Kenan Bey: “Risale-i Nur okurken düz okuyorum. Onu daha iyi anlayarak nasıl okuyabilirim? En baştan ne yapmam lâzım?”
Risale-i Nur okumak
Risale-i Nur okumak üniversitede okumak gibidir. Bu üniversitenin hocası, profesörü yine kendisidir.
Talebelik süresi ömür boyudur!
Sertifika tarihi ölümdür.
Bu üniversiteden mezun olmuyorsunuz; hayat boyu talebelikle beraber stajyerliğe devam ediyorsunuz.
Görev yeri dünya, berzah ve ahirettir.
Önünüze çok çetin ve çok çetrefilli imtihan soruları gelir. Bu alanda uzman olmak zordur. Böyle bir iddianız da olmaz. Ama onu okudukça doyulmaz bilgi ve hikmet kazanırsınız. Kazandığınız bilge kişilikle nefsinizin ve insanların rehberi olursunuz. Bediüzzaman bu meselede haklı olarak şöyle diyor: “Bu risaleleri bir sene okuyan bu zamanın mühim bir âlimi olabilir.”1
Risale-i Nur’u anlamak için
Risale-i Nur’un derslerini anlamak için gereken ekipmanlar: Sözlükten önce ihlâs ve sebat, aşk ve şevk, vefa ve sadâkattir!

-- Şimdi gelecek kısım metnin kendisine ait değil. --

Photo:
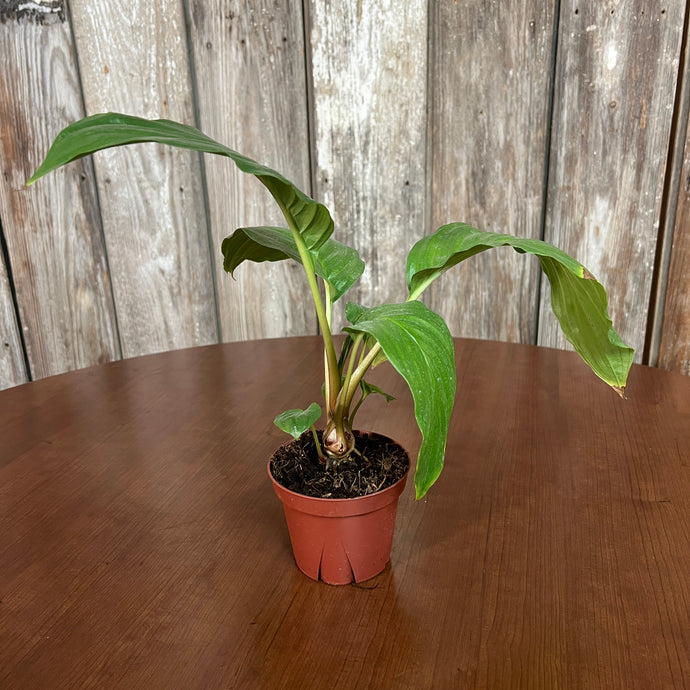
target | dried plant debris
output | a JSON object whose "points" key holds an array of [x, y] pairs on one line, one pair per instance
{"points": [[38, 11], [378, 465]]}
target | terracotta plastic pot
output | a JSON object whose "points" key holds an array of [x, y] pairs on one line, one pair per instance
{"points": [[341, 540]]}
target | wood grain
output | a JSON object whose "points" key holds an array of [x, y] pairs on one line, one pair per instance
{"points": [[615, 88], [12, 366], [52, 229], [674, 347], [489, 85], [133, 59], [369, 117], [249, 62], [143, 545]]}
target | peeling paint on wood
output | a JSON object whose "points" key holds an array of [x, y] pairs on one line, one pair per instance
{"points": [[133, 59], [250, 74], [12, 368], [39, 11], [52, 230], [674, 349], [489, 86], [615, 90], [369, 66]]}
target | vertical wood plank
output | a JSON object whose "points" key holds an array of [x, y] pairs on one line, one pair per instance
{"points": [[369, 64], [52, 229], [12, 367], [674, 347], [489, 85], [133, 59], [615, 89], [250, 80]]}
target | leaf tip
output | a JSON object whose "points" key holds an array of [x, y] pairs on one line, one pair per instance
{"points": [[621, 391]]}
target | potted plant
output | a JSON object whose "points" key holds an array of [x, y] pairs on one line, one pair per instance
{"points": [[352, 469]]}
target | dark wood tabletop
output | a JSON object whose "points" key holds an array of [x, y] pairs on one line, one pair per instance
{"points": [[142, 546]]}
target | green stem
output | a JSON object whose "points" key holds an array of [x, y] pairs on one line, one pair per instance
{"points": [[331, 359], [319, 452], [348, 393]]}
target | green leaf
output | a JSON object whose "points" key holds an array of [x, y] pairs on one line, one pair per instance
{"points": [[419, 345], [312, 220], [334, 262], [296, 422], [370, 389], [578, 300]]}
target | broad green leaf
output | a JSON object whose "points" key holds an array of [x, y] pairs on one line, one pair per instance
{"points": [[577, 299], [419, 345], [106, 130], [334, 262], [296, 422]]}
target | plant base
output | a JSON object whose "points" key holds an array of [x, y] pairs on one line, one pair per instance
{"points": [[343, 540]]}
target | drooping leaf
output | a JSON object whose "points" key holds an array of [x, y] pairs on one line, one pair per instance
{"points": [[578, 300], [106, 130], [419, 345], [296, 422], [336, 263]]}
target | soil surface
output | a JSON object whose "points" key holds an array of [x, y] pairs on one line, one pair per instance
{"points": [[380, 464]]}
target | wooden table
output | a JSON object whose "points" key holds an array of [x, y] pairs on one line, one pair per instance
{"points": [[142, 545]]}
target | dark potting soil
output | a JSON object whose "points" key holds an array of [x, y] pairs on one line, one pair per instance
{"points": [[380, 464]]}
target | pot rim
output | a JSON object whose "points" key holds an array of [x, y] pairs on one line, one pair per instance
{"points": [[379, 498]]}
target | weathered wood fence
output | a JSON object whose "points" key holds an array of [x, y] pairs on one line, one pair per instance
{"points": [[562, 120]]}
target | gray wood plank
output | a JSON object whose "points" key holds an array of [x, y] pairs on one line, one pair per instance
{"points": [[12, 367], [674, 347], [52, 229], [133, 59], [250, 79], [615, 89], [489, 90], [369, 65]]}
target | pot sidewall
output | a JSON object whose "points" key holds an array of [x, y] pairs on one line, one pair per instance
{"points": [[341, 540]]}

Başlangıçta sözlük gerekmiyor. Aslında sonradan da sözlük gerekmiyor. O sizin sebatınızı ve samimiyetinizi görüp, kendisini size açıyor.
Sebat ve samimiyet görmediğinde ise kapılarını kilitliyor. Bu defa bin sözlük de bulsanız nafile! Onu anlayamazsınız! Onu yarı yolda bırakmayın; o sizi yarı yolda bırakmaz. Ona “anlamıyorum” demeyin. Ona vefasızlık yapmayın. O kendisini size açar, ama önce bir bedel ister! Onun bedeli sebattır, samimiyettir, vefadır, sadâkattir, ondan vazgeçmemektir.
Ortalıkta, “anlaşılmaz” diye çok silik sözler dolaşıyor. Bunlara aldırmayın sakın!